NAIROBI, Dec. 12 (Xinhua) -- The Belt and Road initiative envisioned by Chinese leaders to revive ancient trading routes will unleash prosperity in Africa while refashioning the global order, Kenyan experts said.
China in 2013 announced its support for large-scale infrastructure projects such as roads, railways and seaports to help revive ancient maritime and land-based trading routes stretching from countries in Asia to Europe and even Africa.
In separate interviews, the experts hailed the Belt and Road initiative, also popularly known as Silk Road, terming it a game changer in global trade, diplomacy and cultural interactions.
Gerishon Ikiara, a lecturer at the University of Nairobi's School of Diplomacy said the initiative will underpin Africa's future prosperity.
"The Chinese-led Belt and Road initiative is expected to radically change Kenya's and Africa's participation in global trade in the coming two decades," said Ikiara.
Historically the Silk Road is an ancient network of trade and cultural transmission routes connecting regions of the Asian continent with the West by merchants from China to the Mediterranean Sea during various periods of time.
Ikiara noted that the initiative will link 60 countries that account for an estimated 40 percent of global trade.
The former permanent secretary in Kenya's ministry of transport and communication noted that East African nations have started feeling the impact of this initiative through implementation of China-funded Standard Gauge Railway (SGR) project and seaports.
"Kenya is expected to play a key role in the initiative through the ongoing construction of the SGR project and modernization of Mombasa port," Ikiara remarked.
He noted that the proposed Lamu port and other infrastructure projects linking Kenya to its east African neighbors also forms a crucial component of the Belt and Road initiative.
Ikiara stressed that China-funded infrastructure projects will boost intra-Africa trade and catalyze the continent's industrial transformation.
China-funded infrastructure projects that are part of the Belt and Road initiative have started unleashing benefits in Kenya and the larger east and Horn of Africa region.
Ikiara singled out phase one of the SGR project linking the port city of Mombasa to Kenyan capital Nairobi for generating new jobs and facilitating skills transfer.
"The SGR project has created about 30,000 jobs in Kenya. It has introduced capacity building program for training Kenyans in diverse railway skills," said Ikiara.
He added that the SGR project has also inspired creation of special economic zones that will hasten realization of Kenya's industrialization dream.
The Belt and Road initiative will act as a guarantor of Africa's future economic development, peace and stability against a backdrop of shrinking influence of former Western colonizers in the continent as major emerging economies have enhanced cooperation and ties with Africa in recent years.

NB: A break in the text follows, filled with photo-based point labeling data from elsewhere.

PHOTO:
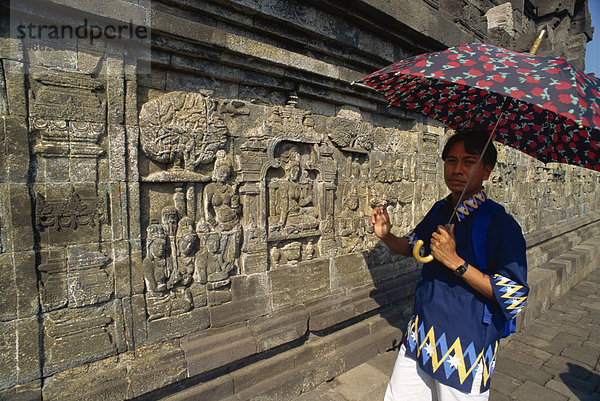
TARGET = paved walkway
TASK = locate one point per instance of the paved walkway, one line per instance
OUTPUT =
(555, 358)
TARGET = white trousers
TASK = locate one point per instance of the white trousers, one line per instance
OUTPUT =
(410, 383)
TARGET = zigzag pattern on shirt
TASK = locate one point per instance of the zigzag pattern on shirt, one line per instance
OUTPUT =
(471, 204)
(453, 358)
(513, 298)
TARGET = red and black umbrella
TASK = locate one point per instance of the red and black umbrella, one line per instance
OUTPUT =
(541, 105)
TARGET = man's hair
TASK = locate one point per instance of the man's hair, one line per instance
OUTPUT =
(474, 145)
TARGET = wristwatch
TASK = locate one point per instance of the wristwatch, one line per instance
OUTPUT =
(462, 269)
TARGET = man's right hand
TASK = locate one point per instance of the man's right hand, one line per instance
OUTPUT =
(382, 228)
(380, 221)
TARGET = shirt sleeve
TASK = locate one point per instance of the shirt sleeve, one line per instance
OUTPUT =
(508, 264)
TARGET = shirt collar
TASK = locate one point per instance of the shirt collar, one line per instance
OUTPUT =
(469, 205)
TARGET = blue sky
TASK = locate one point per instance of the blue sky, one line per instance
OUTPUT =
(592, 53)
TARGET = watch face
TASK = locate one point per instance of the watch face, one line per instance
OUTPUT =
(461, 270)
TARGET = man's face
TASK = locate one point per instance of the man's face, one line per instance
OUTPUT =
(459, 166)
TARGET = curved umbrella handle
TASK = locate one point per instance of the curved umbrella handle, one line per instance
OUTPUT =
(417, 253)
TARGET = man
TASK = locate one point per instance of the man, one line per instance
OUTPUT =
(467, 296)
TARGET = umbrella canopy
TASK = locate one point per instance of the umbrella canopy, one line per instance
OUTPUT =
(551, 110)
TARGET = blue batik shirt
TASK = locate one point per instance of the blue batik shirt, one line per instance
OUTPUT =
(448, 334)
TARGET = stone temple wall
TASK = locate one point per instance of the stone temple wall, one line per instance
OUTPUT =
(207, 223)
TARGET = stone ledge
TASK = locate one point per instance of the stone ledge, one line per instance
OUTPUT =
(552, 279)
(300, 369)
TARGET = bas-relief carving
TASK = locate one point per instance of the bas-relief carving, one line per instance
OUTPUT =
(193, 239)
(79, 277)
(181, 131)
(288, 194)
(70, 211)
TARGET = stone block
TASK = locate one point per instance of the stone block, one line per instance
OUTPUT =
(238, 310)
(115, 93)
(524, 372)
(218, 389)
(279, 328)
(352, 334)
(321, 370)
(102, 380)
(15, 87)
(8, 287)
(217, 347)
(26, 284)
(253, 374)
(67, 96)
(8, 354)
(28, 346)
(328, 312)
(360, 351)
(349, 271)
(501, 18)
(18, 218)
(295, 284)
(179, 325)
(121, 257)
(76, 336)
(155, 367)
(79, 222)
(188, 29)
(117, 152)
(138, 319)
(31, 391)
(314, 348)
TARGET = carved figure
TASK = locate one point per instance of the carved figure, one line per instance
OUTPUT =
(350, 224)
(182, 128)
(155, 265)
(222, 209)
(294, 197)
(187, 243)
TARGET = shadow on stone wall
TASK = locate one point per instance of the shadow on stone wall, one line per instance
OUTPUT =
(394, 280)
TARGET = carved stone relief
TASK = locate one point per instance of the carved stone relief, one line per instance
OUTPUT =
(70, 211)
(181, 131)
(79, 277)
(193, 237)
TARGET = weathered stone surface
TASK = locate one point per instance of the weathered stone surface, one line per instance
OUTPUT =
(75, 336)
(292, 284)
(8, 354)
(215, 348)
(349, 271)
(102, 380)
(148, 371)
(278, 328)
(28, 343)
(225, 199)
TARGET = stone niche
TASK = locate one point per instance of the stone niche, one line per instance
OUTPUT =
(232, 191)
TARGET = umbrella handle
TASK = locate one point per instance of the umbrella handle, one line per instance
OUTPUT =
(417, 253)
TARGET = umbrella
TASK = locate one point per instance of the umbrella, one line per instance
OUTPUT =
(551, 109)
(540, 105)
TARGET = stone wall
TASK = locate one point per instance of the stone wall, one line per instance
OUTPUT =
(208, 222)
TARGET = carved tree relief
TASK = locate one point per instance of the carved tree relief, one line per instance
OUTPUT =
(182, 130)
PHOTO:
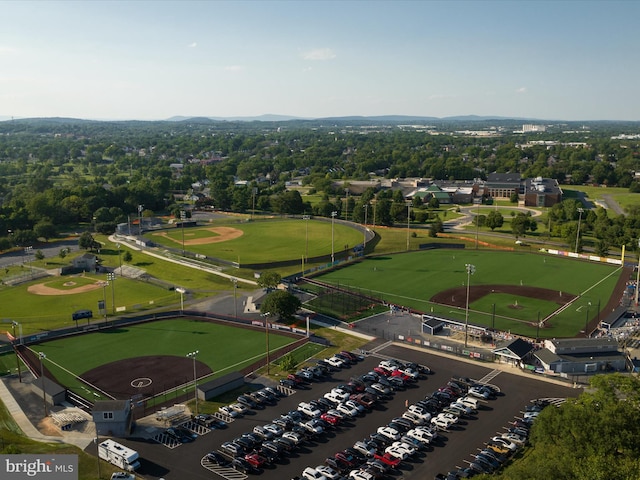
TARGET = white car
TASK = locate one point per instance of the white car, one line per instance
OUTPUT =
(328, 472)
(478, 392)
(441, 423)
(356, 405)
(450, 417)
(311, 473)
(309, 410)
(406, 447)
(514, 438)
(396, 452)
(413, 418)
(365, 449)
(274, 429)
(335, 397)
(294, 437)
(227, 410)
(122, 476)
(381, 389)
(347, 410)
(420, 435)
(389, 432)
(505, 442)
(469, 402)
(361, 475)
(420, 412)
(335, 362)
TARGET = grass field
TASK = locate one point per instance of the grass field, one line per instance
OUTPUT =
(223, 348)
(412, 279)
(268, 240)
(43, 312)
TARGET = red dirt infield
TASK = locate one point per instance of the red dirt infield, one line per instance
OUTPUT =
(457, 297)
(146, 376)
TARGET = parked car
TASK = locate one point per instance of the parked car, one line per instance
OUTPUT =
(217, 458)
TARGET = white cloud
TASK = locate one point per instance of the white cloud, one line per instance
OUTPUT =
(319, 54)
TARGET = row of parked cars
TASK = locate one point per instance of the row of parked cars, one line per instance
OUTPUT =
(385, 449)
(501, 447)
(267, 444)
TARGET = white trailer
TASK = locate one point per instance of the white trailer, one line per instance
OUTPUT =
(119, 455)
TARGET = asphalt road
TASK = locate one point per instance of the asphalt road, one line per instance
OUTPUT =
(184, 461)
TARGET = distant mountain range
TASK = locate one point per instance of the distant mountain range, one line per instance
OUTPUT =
(286, 118)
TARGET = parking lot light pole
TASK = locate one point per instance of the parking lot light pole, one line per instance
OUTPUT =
(111, 277)
(193, 355)
(471, 269)
(15, 324)
(42, 356)
(637, 276)
(580, 211)
(333, 216)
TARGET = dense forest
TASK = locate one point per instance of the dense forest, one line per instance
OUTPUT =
(58, 172)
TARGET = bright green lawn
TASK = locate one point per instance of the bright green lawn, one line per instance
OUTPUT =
(44, 312)
(223, 348)
(412, 279)
(269, 240)
(621, 195)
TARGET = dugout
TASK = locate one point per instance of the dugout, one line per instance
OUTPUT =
(431, 325)
(53, 394)
(221, 385)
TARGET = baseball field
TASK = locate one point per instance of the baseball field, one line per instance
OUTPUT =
(510, 291)
(262, 241)
(151, 358)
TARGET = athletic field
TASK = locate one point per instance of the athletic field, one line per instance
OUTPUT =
(151, 358)
(263, 240)
(509, 291)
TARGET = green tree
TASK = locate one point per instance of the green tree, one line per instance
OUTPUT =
(280, 303)
(45, 230)
(494, 220)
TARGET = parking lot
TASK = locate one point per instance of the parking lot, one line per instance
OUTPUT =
(185, 461)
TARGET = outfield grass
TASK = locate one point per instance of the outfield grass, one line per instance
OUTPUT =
(44, 312)
(412, 279)
(223, 348)
(269, 240)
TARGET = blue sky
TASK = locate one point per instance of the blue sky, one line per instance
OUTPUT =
(147, 60)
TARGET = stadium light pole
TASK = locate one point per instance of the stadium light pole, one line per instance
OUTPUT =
(15, 324)
(111, 278)
(306, 219)
(140, 208)
(193, 355)
(42, 356)
(471, 269)
(333, 216)
(119, 258)
(408, 222)
(364, 242)
(638, 275)
(580, 211)
(183, 217)
(235, 302)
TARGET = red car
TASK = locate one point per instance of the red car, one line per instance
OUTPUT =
(388, 460)
(330, 419)
(256, 460)
(382, 371)
(404, 377)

Ikiara emphasized that Beijing's diplomatic clout in Africa will increase with the implementation of mega infrastructure projects to revitalize trade and technology transfer between the Asian giant and the world's second largest continent.
The renowned diplomacy scholar noted that China's foreign policy that emphasizes mutual cooperation and non-interference in other nation's sovereignty will withstand turmoil.
More analysts said the Belt and Road initiative dovetails with Africa's long-term agenda on socio-economic transformation. Macharia Munene, a Nairobi-based foreign relations scholar said that the initiative will stimulate investments, trade and knowledge transfer in Africa.
"The initiative has the long-term effect of promoting the interests of both Africans and Chinese in ways of investments and political relations," Munene remarked.
He noted that ordinary people in Africa will benefit from revival of ancient trade routes linking the continent to economic powerhouses in the Asia-Pacific.